Vaccination envisagée d'emblée

Enfin, il y a les trois foyers de fièvre aphteuse confirmés en Slovaquie ce 21 mars, au long de sa frontière hongroise (voir l'illustration principale). Il s'agit de trois élevages laitiers de grande taille : 1 301 bovins (dont 3 cas cliniques), 790 bovins (dont 5 cas cliniques) et 670 bovins (dont 4 cas cliniques). Les services vétérinaires slovaques indiquent que « compte tenu de la capacité du virus à se propager rapidement sur de longues distances par voie aérienne, de la proximité du foyer en République de Hongrie et du temps venteux de ces dernières semaines, il a été très difficile d'empêcher cette catastrophe, malgré toutes les mesures de biosécurité que les agriculteurs ont mises en place dans leurs exploitations ». Au 22 mars au soir, le sérotype de la souche en cause n'était pas publié, mais il est attendu qu'il s'agisse de la même souche que celle du foyer hongrois.
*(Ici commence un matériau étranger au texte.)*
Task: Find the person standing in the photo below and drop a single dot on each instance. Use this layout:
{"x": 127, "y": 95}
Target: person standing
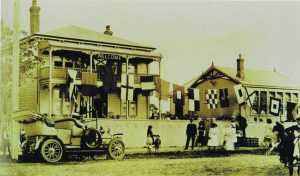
{"x": 191, "y": 132}
{"x": 213, "y": 137}
{"x": 6, "y": 142}
{"x": 201, "y": 133}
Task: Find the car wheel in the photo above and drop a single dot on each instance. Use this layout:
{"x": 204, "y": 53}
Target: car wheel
{"x": 116, "y": 149}
{"x": 51, "y": 151}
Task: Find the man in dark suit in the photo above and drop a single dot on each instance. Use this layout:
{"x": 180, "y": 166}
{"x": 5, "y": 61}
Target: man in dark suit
{"x": 191, "y": 132}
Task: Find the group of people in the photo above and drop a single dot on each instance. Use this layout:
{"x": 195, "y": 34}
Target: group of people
{"x": 210, "y": 135}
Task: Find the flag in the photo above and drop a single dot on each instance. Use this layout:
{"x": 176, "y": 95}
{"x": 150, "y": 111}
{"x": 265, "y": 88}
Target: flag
{"x": 147, "y": 82}
{"x": 240, "y": 93}
{"x": 251, "y": 95}
{"x": 89, "y": 84}
{"x": 194, "y": 99}
{"x": 127, "y": 83}
{"x": 178, "y": 94}
{"x": 211, "y": 98}
{"x": 162, "y": 89}
{"x": 275, "y": 106}
{"x": 224, "y": 102}
{"x": 70, "y": 81}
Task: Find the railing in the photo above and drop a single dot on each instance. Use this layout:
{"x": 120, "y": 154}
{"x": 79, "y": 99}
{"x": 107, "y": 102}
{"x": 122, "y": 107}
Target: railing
{"x": 61, "y": 73}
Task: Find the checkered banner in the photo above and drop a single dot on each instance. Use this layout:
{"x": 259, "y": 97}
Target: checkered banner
{"x": 127, "y": 89}
{"x": 194, "y": 99}
{"x": 211, "y": 98}
{"x": 275, "y": 106}
{"x": 240, "y": 93}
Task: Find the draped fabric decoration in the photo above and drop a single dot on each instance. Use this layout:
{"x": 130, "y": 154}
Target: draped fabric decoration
{"x": 89, "y": 84}
{"x": 211, "y": 98}
{"x": 194, "y": 99}
{"x": 178, "y": 94}
{"x": 127, "y": 83}
{"x": 224, "y": 101}
{"x": 162, "y": 89}
{"x": 251, "y": 95}
{"x": 240, "y": 93}
{"x": 110, "y": 74}
{"x": 275, "y": 106}
{"x": 147, "y": 82}
{"x": 70, "y": 83}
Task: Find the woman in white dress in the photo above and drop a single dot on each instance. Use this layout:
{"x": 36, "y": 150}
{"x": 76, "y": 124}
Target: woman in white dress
{"x": 213, "y": 137}
{"x": 230, "y": 138}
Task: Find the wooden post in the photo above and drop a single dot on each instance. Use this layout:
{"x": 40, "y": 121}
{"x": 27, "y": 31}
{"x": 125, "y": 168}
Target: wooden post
{"x": 50, "y": 84}
{"x": 159, "y": 102}
{"x": 14, "y": 130}
{"x": 127, "y": 83}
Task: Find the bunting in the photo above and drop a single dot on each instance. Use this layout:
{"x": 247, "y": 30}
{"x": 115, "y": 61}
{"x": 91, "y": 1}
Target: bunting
{"x": 240, "y": 93}
{"x": 127, "y": 83}
{"x": 194, "y": 99}
{"x": 178, "y": 94}
{"x": 224, "y": 101}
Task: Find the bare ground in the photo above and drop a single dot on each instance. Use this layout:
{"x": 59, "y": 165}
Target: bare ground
{"x": 182, "y": 163}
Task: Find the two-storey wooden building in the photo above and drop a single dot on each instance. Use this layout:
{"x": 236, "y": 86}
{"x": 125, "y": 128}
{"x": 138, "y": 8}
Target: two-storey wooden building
{"x": 90, "y": 73}
{"x": 259, "y": 85}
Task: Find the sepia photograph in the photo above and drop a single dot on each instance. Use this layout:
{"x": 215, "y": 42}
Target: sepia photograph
{"x": 149, "y": 88}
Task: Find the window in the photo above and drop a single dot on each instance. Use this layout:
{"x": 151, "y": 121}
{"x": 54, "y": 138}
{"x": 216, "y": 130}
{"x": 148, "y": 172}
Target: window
{"x": 69, "y": 64}
{"x": 263, "y": 102}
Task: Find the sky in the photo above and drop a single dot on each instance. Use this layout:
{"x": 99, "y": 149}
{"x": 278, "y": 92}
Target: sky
{"x": 190, "y": 34}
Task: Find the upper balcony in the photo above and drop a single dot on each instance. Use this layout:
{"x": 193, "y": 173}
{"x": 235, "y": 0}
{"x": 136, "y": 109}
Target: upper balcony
{"x": 62, "y": 74}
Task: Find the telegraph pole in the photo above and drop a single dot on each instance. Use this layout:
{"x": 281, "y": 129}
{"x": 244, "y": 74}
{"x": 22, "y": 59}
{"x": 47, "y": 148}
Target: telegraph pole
{"x": 15, "y": 80}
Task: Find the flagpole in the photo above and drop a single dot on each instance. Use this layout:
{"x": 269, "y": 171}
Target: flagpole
{"x": 127, "y": 82}
{"x": 15, "y": 79}
{"x": 159, "y": 100}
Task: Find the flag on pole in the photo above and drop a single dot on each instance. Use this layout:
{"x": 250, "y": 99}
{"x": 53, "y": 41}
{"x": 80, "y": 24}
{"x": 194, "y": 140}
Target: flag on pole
{"x": 251, "y": 95}
{"x": 127, "y": 83}
{"x": 178, "y": 94}
{"x": 162, "y": 89}
{"x": 194, "y": 99}
{"x": 70, "y": 81}
{"x": 275, "y": 106}
{"x": 211, "y": 98}
{"x": 240, "y": 93}
{"x": 224, "y": 101}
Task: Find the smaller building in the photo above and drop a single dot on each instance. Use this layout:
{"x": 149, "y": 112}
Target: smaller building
{"x": 219, "y": 97}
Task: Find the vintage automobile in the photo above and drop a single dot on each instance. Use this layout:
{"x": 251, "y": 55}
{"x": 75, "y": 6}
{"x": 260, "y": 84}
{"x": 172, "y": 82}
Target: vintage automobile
{"x": 51, "y": 140}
Le 22 mars l'abattage sanitaire n'avait pas officiellement commencé, et le site d'enfouissement des cadavres n'était pas encore sélectionné, en revanche l'usine d'équarrissage la plus proche a été réquisitionnée. Dans la presse nationale slovaque en ligne, le ministre de l'Agriculture est cité indiquant que ses services vont « vacciner puis abattre environ deux mille bovins. L'État fera venir le vaccin d'Allemagne ». Et le 23 mars, ses services vétérinaires indiquent que « à ce jour, le nombre de doses de vaccin délivrées semble suffisant ». La mesure vise à restreindre la propagation du virus. En parallèle, tous les animaux sensibles dans un rayon de 3 km des foyers seront abattus à titre préventif.